Red States’ Gift To Blue States

As Republican Governor John Kasich bravely goes rogue in Ohio, Don Taylor runs the numbers on the Medicaid expansion:

By choosing not to expand Medicaid, the poorer, mostly politically “red” states are redistributing money toward the richer, mostly politically “blue” ones (there are exceptions; red Kentucky is both expanding Medicaid and has one of the best functioning State exchanges). Further, those States that are expanding Medicaid have also tended to set up state-based insurance exchanges, which are currently operating much better than the federal one, meaning that income based subsidies associated with the purchase of private health insurance may flow less freely to poorer states, at least in the short term. And there is a court case that could stop the flow of such subsidies to states not operating their own exchange all together. I have not tried to estimate the magnitude of these sources of redistribution from poor to rich states under different scenarios because things are so fluid, but the Medicaid numbers outlined are potentially just the start.

The bottom line is that if the current State Medicaid expansion decisions persist, the unintended story of the ACA will turn out to be the redistribution of money from poorer States, to richer ones, an outcome imposed by the poorer states, upon themselves.

Drum thinks the red states are going to have to come around eventually:

No matter how, um, passionate the tea partiers are about Obamacare, at some point it’s going to be clear that it’s here to stay. Maybe that’s a year from now, maybe it’s two. And when that finally happens, the scorched-earth opposition is going to deflate and all those red states are going to start taking another look at all the money they’ve given up. It may take a while, but I suspect that within a few years virtually every state will finally decide that there’s not much point in continuing to hold out. One by one, they’ll all belly up to the bar and sign up.

Reihan reluctantly agrees:

Rejecting the Medicaid expansion may well be the right policy, as Avik Roy and Grace-Marie Turner have argued. A number of states, including Arkansas and Wisconsin, have sought to use the insurance exchanges as an alternative to the Medicaid expansion, and the case for doing so seems fairly strong.

But the political cost of rejecting the Medicaid expansion will prove very high, for advocates will, as [Michael Greve anticipates], argue that rejection represents a senseless “loss” of federal dollars. Given that taxpayers in states that reject the expansion won’t get back the federal taxes they pay to finance the expansion, states will forgo a tangible (if flawed) benefit in exchange for the intangible satisfaction of possibly helping to unravel a deeply problematic law. This might seem like a decent trade while the future of Obamacare is in doubt. It won’t seem quite as attractive if the law proves durable.

Trende sizes up the politics of the court case Taylor mentions:

Here’s where the proponents of the suit may be too clever by half. It’s assumed that, if the courts block the subsidies for people on the federal exchange, Republicans will dig in, the government will have to declare hardship exemptions from the mandate for those who can’t afford insurance without subsidies, and that the framework will collapse.
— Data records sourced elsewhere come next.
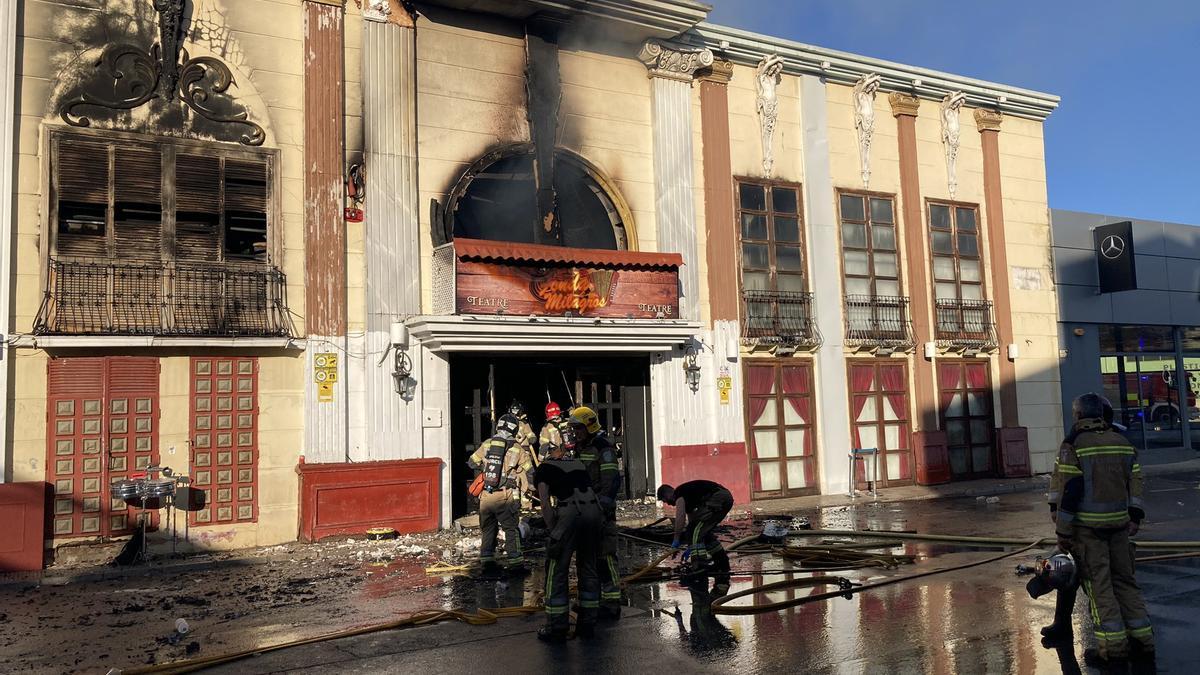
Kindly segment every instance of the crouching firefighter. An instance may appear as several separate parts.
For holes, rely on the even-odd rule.
[[[713,530],[733,508],[733,493],[720,483],[693,480],[671,487],[658,488],[658,499],[675,507],[675,538],[671,547],[686,544],[683,562],[689,557],[701,570],[711,568],[713,594],[729,592],[729,554]]]
[[[600,609],[596,558],[604,514],[592,490],[587,467],[566,454],[574,444],[574,432],[564,430],[562,441],[550,448],[546,461],[538,465],[533,477],[542,502],[542,517],[550,532],[546,543],[546,626],[538,631],[538,639],[549,642],[565,640],[570,628],[568,576],[572,554],[579,579],[576,635],[588,637],[594,633]]]
[[[521,553],[521,535],[517,520],[521,512],[518,494],[518,475],[532,478],[533,464],[524,448],[517,444],[517,418],[504,415],[496,422],[496,435],[479,446],[467,464],[480,472],[482,491],[479,494],[479,562],[483,573],[501,571],[496,561],[496,535],[504,529],[504,567],[509,572],[523,572],[525,556]],[[476,480],[479,480],[478,478]]]
[[[1104,421],[1104,403],[1092,393],[1075,399],[1075,424],[1059,449],[1050,490],[1058,546],[1079,566],[1097,655],[1109,661],[1127,658],[1131,647],[1153,655],[1154,633],[1129,543],[1145,515],[1142,469],[1137,450]]]
[[[587,467],[592,488],[604,511],[604,531],[600,542],[600,618],[621,617],[621,574],[617,566],[617,493],[621,489],[621,471],[617,452],[600,431],[596,411],[579,406],[571,411],[570,424],[577,439],[575,456]]]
But a different approach is at least as plausible: This is an election year, and Democrats will likely mount a full-bore assault on state legislators, governors, and congressmen in states without exchanges. The arguments would almost write themselves: Why won’t you let people in our state have the same benefits that people get in New York? Why won’t you set up a marketplace where our citizens could get insurance for one-tenth the price? I’m not sure such a campaign would be as unsuccessful as a lot of Republicans imagine.